A tecnologia social é todo produto ou metodologia que busca soluções para a inclusão. São propostas que envolvem desde a difusão de soluções que melhoram a vida das camadas mais pobres até a participação delas no desenvolvimento das tecnologias. Um exemplo é a técnica de pré-vulcanização artesanal de látex desenvolvida em aldeias indígenas na Amazônia para fabricação de bolsas e produtos artesanais.


“Não existe um marco regulatório para autorizar os órgãos a incluir tecnologia social. Isso dificulta a área ser aceita como objeto de política pública”, observou Larissa Barros, representante da Rede de Tecnologia Social durante o debate Diálogos Amis – Ambiente de Inovação Social, na Universidade de Brasília, na manhã da quinta-feira, 9 de julho. O encontro reuniu gestores, acadêmicos e representantes do governo para debater os desafios do setor no país.
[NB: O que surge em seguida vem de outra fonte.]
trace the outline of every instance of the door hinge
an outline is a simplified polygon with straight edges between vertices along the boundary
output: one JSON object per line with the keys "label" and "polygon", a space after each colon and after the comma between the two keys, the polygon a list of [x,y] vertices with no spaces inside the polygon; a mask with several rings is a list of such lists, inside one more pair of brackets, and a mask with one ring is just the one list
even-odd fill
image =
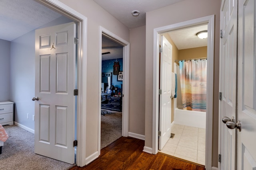
{"label": "door hinge", "polygon": [[73,147],[77,147],[77,141],[75,140],[74,142],[73,142]]}
{"label": "door hinge", "polygon": [[78,38],[75,37],[74,38],[74,42],[75,44],[78,44]]}
{"label": "door hinge", "polygon": [[78,96],[78,89],[75,89],[74,90],[74,96]]}

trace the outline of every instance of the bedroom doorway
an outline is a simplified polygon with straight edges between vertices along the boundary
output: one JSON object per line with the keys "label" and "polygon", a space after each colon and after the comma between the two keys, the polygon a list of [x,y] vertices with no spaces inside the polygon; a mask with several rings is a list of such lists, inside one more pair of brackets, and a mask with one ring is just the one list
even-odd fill
{"label": "bedroom doorway", "polygon": [[128,136],[129,106],[129,43],[100,29],[99,151]]}

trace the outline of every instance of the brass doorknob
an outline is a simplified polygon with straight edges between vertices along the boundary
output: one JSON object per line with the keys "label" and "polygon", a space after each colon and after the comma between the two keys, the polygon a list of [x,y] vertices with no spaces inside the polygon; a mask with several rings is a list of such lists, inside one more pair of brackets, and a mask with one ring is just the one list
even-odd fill
{"label": "brass doorknob", "polygon": [[241,122],[240,121],[238,121],[236,123],[232,121],[228,121],[226,123],[227,127],[231,129],[237,128],[239,131],[241,131]]}
{"label": "brass doorknob", "polygon": [[39,100],[39,98],[38,98],[38,97],[36,97],[35,98],[32,98],[32,100],[33,100],[33,101],[34,101],[35,100],[36,100],[37,101],[38,101]]}
{"label": "brass doorknob", "polygon": [[222,120],[222,122],[223,122],[225,124],[226,124],[226,123],[228,121],[232,121],[234,122],[235,122],[235,118],[234,118],[234,116],[232,116],[232,117],[231,117],[231,119],[230,119],[228,117],[226,117],[225,116],[224,117],[223,117]]}

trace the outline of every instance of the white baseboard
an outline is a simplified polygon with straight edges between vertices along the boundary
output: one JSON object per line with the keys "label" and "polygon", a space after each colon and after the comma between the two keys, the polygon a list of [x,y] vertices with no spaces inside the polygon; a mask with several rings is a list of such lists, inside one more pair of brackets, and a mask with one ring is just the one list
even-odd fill
{"label": "white baseboard", "polygon": [[145,141],[145,135],[140,135],[137,133],[134,133],[132,132],[128,132],[128,135],[130,137],[132,137]]}
{"label": "white baseboard", "polygon": [[152,154],[152,148],[150,148],[149,147],[144,147],[143,148],[143,152],[146,153]]}
{"label": "white baseboard", "polygon": [[30,128],[28,127],[27,127],[26,126],[24,126],[24,125],[22,125],[21,124],[19,123],[18,122],[16,122],[14,121],[14,125],[16,126],[18,126],[19,127],[20,127],[22,129],[24,129],[25,130],[28,131],[32,133],[35,134],[35,130],[34,129],[32,129],[31,128]]}
{"label": "white baseboard", "polygon": [[85,158],[85,164],[87,165],[92,162],[93,161],[99,157],[99,155],[98,152],[97,151],[86,158]]}
{"label": "white baseboard", "polygon": [[172,122],[172,123],[171,123],[171,127],[172,126],[172,125],[174,125],[174,123],[175,123],[175,121],[174,120],[174,121],[173,121]]}

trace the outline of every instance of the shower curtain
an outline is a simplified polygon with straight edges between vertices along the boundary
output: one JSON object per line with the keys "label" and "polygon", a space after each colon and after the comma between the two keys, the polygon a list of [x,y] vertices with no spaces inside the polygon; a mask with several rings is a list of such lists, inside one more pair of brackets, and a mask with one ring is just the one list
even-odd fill
{"label": "shower curtain", "polygon": [[207,59],[180,61],[184,109],[206,111],[207,63]]}

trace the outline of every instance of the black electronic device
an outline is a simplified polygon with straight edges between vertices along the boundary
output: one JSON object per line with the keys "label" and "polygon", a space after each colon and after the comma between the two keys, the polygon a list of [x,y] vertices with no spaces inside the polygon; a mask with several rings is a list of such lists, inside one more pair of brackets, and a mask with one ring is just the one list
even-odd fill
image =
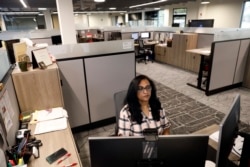
{"label": "black electronic device", "polygon": [[20,40],[19,39],[11,39],[11,40],[6,40],[4,41],[5,43],[5,47],[8,53],[8,58],[11,64],[15,64],[16,63],[16,57],[15,57],[15,53],[14,53],[14,49],[13,49],[13,43],[19,43]]}
{"label": "black electronic device", "polygon": [[52,153],[51,155],[46,157],[46,160],[48,161],[49,164],[52,164],[53,162],[57,161],[59,158],[67,154],[67,150],[64,148],[60,148],[56,152]]}
{"label": "black electronic device", "polygon": [[141,38],[142,39],[150,38],[150,32],[141,32]]}
{"label": "black electronic device", "polygon": [[51,41],[53,45],[60,45],[62,44],[62,38],[61,35],[54,35],[51,36]]}
{"label": "black electronic device", "polygon": [[91,167],[204,167],[208,135],[164,135],[156,141],[157,158],[145,158],[145,137],[89,137]]}
{"label": "black electronic device", "polygon": [[139,39],[139,33],[138,32],[132,33],[131,38],[134,39],[134,40],[138,40]]}
{"label": "black electronic device", "polygon": [[213,27],[214,19],[199,19],[199,20],[191,20],[188,23],[189,27]]}
{"label": "black electronic device", "polygon": [[228,156],[238,135],[240,121],[240,95],[237,95],[229,112],[220,123],[216,167],[225,167],[229,163]]}

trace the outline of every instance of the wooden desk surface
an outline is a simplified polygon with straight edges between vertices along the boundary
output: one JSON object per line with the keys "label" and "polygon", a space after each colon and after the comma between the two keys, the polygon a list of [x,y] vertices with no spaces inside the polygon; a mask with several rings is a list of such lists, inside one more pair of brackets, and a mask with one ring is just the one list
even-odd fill
{"label": "wooden desk surface", "polygon": [[[201,130],[198,130],[198,131],[194,132],[194,134],[208,134],[208,135],[211,135],[212,133],[216,132],[217,130],[219,130],[219,125],[213,124],[213,125],[211,125],[209,127],[206,127],[204,129],[201,129]],[[215,150],[218,149],[218,143],[216,141],[214,141],[213,139],[209,138],[208,144],[213,149],[215,149]],[[232,160],[233,162],[235,162],[235,160],[240,159],[240,157],[231,152],[230,155],[229,155],[229,159]]]}
{"label": "wooden desk surface", "polygon": [[200,54],[200,55],[204,55],[204,56],[210,56],[211,48],[190,49],[190,50],[186,50],[186,52],[196,53],[196,54]]}
{"label": "wooden desk surface", "polygon": [[[35,126],[36,124],[29,125],[31,134],[33,134]],[[59,167],[73,162],[77,163],[76,167],[82,167],[81,159],[79,157],[69,123],[67,129],[35,135],[35,137],[36,139],[40,139],[42,141],[43,146],[39,148],[40,157],[35,159],[34,156],[31,156],[28,167]],[[71,153],[71,156],[61,162],[60,165],[57,165],[57,161],[49,164],[45,158],[62,147]]]}

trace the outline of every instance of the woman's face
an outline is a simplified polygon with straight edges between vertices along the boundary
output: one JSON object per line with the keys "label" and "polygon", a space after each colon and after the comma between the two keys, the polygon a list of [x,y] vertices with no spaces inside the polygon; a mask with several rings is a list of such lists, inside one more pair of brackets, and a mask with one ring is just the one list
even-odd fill
{"label": "woman's face", "polygon": [[139,102],[148,102],[151,96],[151,85],[147,79],[141,80],[137,89]]}

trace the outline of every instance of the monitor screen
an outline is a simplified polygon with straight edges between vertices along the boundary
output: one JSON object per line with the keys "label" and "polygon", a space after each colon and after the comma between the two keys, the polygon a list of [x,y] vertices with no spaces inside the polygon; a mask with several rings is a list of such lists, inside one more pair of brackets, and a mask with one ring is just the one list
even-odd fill
{"label": "monitor screen", "polygon": [[150,38],[150,32],[141,32],[141,38]]}
{"label": "monitor screen", "polygon": [[15,64],[16,57],[15,57],[15,53],[14,53],[13,43],[19,43],[20,39],[11,39],[11,40],[7,40],[4,42],[5,42],[5,47],[7,49],[10,64]]}
{"label": "monitor screen", "polygon": [[137,40],[139,38],[139,33],[135,32],[131,34],[131,38]]}
{"label": "monitor screen", "polygon": [[53,44],[53,45],[59,45],[59,44],[62,44],[62,38],[61,38],[61,35],[51,36],[51,40],[52,40],[52,44]]}
{"label": "monitor screen", "polygon": [[240,95],[237,95],[229,112],[220,123],[216,167],[227,166],[228,156],[238,135],[240,121]]}
{"label": "monitor screen", "polygon": [[143,161],[144,141],[144,137],[135,136],[89,137],[91,167],[140,167],[148,161],[164,167],[205,165],[208,135],[159,136],[157,159],[146,161]]}

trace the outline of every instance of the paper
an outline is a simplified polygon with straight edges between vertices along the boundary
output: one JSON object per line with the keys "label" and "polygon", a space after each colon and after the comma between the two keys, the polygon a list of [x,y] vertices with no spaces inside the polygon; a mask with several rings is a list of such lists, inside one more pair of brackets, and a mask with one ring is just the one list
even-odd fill
{"label": "paper", "polygon": [[62,117],[68,117],[67,112],[62,107],[36,111],[36,121],[38,122]]}
{"label": "paper", "polygon": [[67,118],[53,119],[49,121],[41,121],[36,124],[34,134],[42,134],[63,130],[67,128]]}

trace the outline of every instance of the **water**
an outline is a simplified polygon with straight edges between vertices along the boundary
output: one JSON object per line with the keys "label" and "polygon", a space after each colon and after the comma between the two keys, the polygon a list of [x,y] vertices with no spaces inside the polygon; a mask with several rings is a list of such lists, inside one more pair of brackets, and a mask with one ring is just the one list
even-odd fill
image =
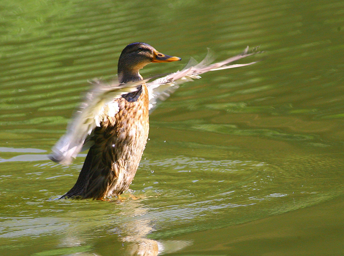
{"label": "water", "polygon": [[[344,2],[3,1],[0,8],[1,255],[343,253]],[[134,42],[182,58],[246,46],[247,67],[184,84],[150,116],[121,202],[54,200],[85,155],[46,154],[88,79]],[[83,152],[83,154],[85,152]]]}

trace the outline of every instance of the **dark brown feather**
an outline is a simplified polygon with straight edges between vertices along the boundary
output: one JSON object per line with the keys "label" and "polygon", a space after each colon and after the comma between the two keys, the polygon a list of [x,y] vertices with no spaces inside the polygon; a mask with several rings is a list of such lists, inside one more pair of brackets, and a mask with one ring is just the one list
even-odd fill
{"label": "dark brown feather", "polygon": [[145,84],[137,100],[117,100],[119,111],[94,131],[76,183],[62,197],[104,199],[120,195],[135,176],[148,138],[148,95]]}

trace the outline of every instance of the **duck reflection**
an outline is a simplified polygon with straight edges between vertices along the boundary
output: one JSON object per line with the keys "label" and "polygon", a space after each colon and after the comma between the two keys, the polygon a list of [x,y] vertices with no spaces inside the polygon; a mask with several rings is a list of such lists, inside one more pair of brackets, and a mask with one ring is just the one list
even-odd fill
{"label": "duck reflection", "polygon": [[[106,251],[116,252],[116,255],[157,256],[176,252],[192,244],[188,241],[157,241],[148,238],[147,235],[155,230],[152,223],[152,215],[149,214],[148,208],[140,202],[142,199],[131,200],[131,198],[125,198],[121,199],[121,202],[109,202],[113,205],[114,208],[118,207],[120,210],[115,214],[110,214],[106,217],[99,216],[102,218],[100,223],[97,221],[78,221],[77,225],[79,226],[73,225],[72,228],[68,229],[65,236],[60,240],[59,246],[65,248],[80,246],[80,248],[83,246],[86,249],[84,252],[79,251],[76,254],[68,254],[68,256],[77,255],[78,256],[102,256],[101,254],[89,253],[90,250],[94,248],[93,246],[85,246],[85,244],[92,242],[89,237],[93,237],[93,231],[101,229],[106,234],[98,237],[100,237],[102,239],[105,238],[104,236],[107,237],[104,242],[107,244],[105,247],[108,249]],[[72,213],[73,217],[78,218],[75,216],[76,213]],[[84,214],[84,212],[80,213],[80,217]],[[84,217],[83,217],[83,219]],[[85,226],[85,225],[87,226]],[[76,229],[80,231],[76,233]],[[86,230],[89,231],[88,233],[85,233]],[[93,242],[92,243],[99,243],[94,238],[92,240]],[[102,247],[104,247],[104,244]]]}

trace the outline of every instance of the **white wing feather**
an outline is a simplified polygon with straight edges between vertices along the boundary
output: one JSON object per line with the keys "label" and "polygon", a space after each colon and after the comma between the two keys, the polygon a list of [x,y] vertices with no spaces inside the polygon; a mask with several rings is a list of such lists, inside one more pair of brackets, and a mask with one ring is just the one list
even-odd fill
{"label": "white wing feather", "polygon": [[[197,63],[193,58],[181,71],[170,74],[146,84],[149,97],[149,109],[153,110],[159,101],[164,100],[179,87],[179,85],[193,79],[200,78],[199,75],[208,71],[242,67],[257,61],[243,64],[225,66],[231,62],[258,53],[257,48],[248,52],[248,47],[241,54],[224,60],[211,64],[213,60],[209,49],[205,58]],[[92,133],[108,116],[114,116],[119,110],[117,98],[123,94],[135,92],[138,86],[150,79],[133,83],[120,84],[118,79],[110,83],[95,80],[91,82],[93,88],[87,93],[84,102],[74,114],[68,124],[66,133],[52,148],[53,153],[49,157],[51,160],[64,165],[71,163],[73,158],[81,151],[92,146]]]}
{"label": "white wing feather", "polygon": [[52,148],[53,153],[49,158],[62,164],[71,163],[80,151],[92,146],[89,136],[94,128],[100,127],[107,116],[114,116],[118,112],[118,104],[114,100],[135,91],[138,85],[148,80],[127,84],[120,84],[117,80],[109,84],[96,80],[92,81],[93,88],[75,113],[66,133]]}
{"label": "white wing feather", "polygon": [[213,64],[211,64],[214,60],[212,53],[208,48],[208,54],[200,63],[197,64],[197,62],[191,58],[188,64],[181,71],[178,71],[148,83],[147,84],[149,93],[150,113],[153,110],[159,102],[164,101],[169,97],[171,93],[179,87],[180,85],[187,82],[193,81],[194,79],[201,78],[199,75],[201,74],[208,71],[247,66],[256,63],[257,61],[254,61],[245,64],[225,66],[226,64],[240,59],[261,52],[256,51],[257,48],[254,48],[251,52],[249,53],[248,46],[247,46],[241,54]]}

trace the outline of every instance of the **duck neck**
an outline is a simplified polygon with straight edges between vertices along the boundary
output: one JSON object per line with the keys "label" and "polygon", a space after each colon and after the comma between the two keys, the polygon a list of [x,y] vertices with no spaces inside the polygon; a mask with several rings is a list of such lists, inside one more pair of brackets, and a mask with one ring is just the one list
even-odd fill
{"label": "duck neck", "polygon": [[123,67],[119,62],[118,67],[118,78],[120,83],[130,83],[142,80],[143,79],[139,72],[140,68],[137,67]]}

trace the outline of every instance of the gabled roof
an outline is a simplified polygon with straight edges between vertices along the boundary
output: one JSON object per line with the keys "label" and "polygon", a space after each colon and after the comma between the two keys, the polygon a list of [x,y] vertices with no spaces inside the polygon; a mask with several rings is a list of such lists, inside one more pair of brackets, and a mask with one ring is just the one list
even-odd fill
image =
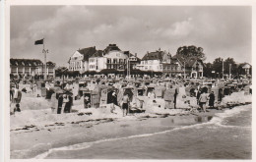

Um projeto de lei aprovado na Câmara dos Deputados que institui política nacional da área será examinado pelas comissões de Ciência e Tecnologia, Comunicação e Informática, e de Constituição e Justiça e de Cidadania. “Ele classifica as diferentes formas de tecnologia social ligadas a saúde, alimentação, habitação e geração de renda”, explica o coordenador do Observatório do Movimento Pela Tecnologia Social na América Latina, Ricardo Neder. “Permite inclusive que haja lei básica para autorizar o executivo a empenhar recursos para essa rubrica”, diz.


PATENTE – Os direitos de propriedade intelectual e inovação social também permearam o debate durante a manhã. Grupos que desenvolvem tecnologias sociais têm receio patentear seus produtos porque a exclusividade pode bloquear o acesso às inovações por outras comunidades.


“Desenvolvemos, por exemplo, uma máquina de trabalhar com o babaçu em uma comunidade. Mas se não patentearmos, alguém vai patentear”, afirmou Larrisa. A vice-diretora do Centro de Desenvolvimento Tecnológico da UnB, Ednalva de Moraes, lembrou um caso que deu certo no projeto Incubadora Social. “Aproveitamos o controle de um vídeo game para controlar cadeiras de rodas. Patenteamos a invenção com a associação de cadeirantes”, exemplificou.


Ricardo Dagnino, professor do Departamento de Política Científica e Tecnológica da Universidade de Campinas, criticou a corrida das universidades pelas patentes. Para ele, os registros nem sempre são indicadores de inovação. “Quando se faz patente, o capital está protegido. Mas quanto isso representa para uma universidade?”, questionou. “Apenas cerca de 0,02% do orçamento da Unicamp vem de patentes, por exemplo”, disse.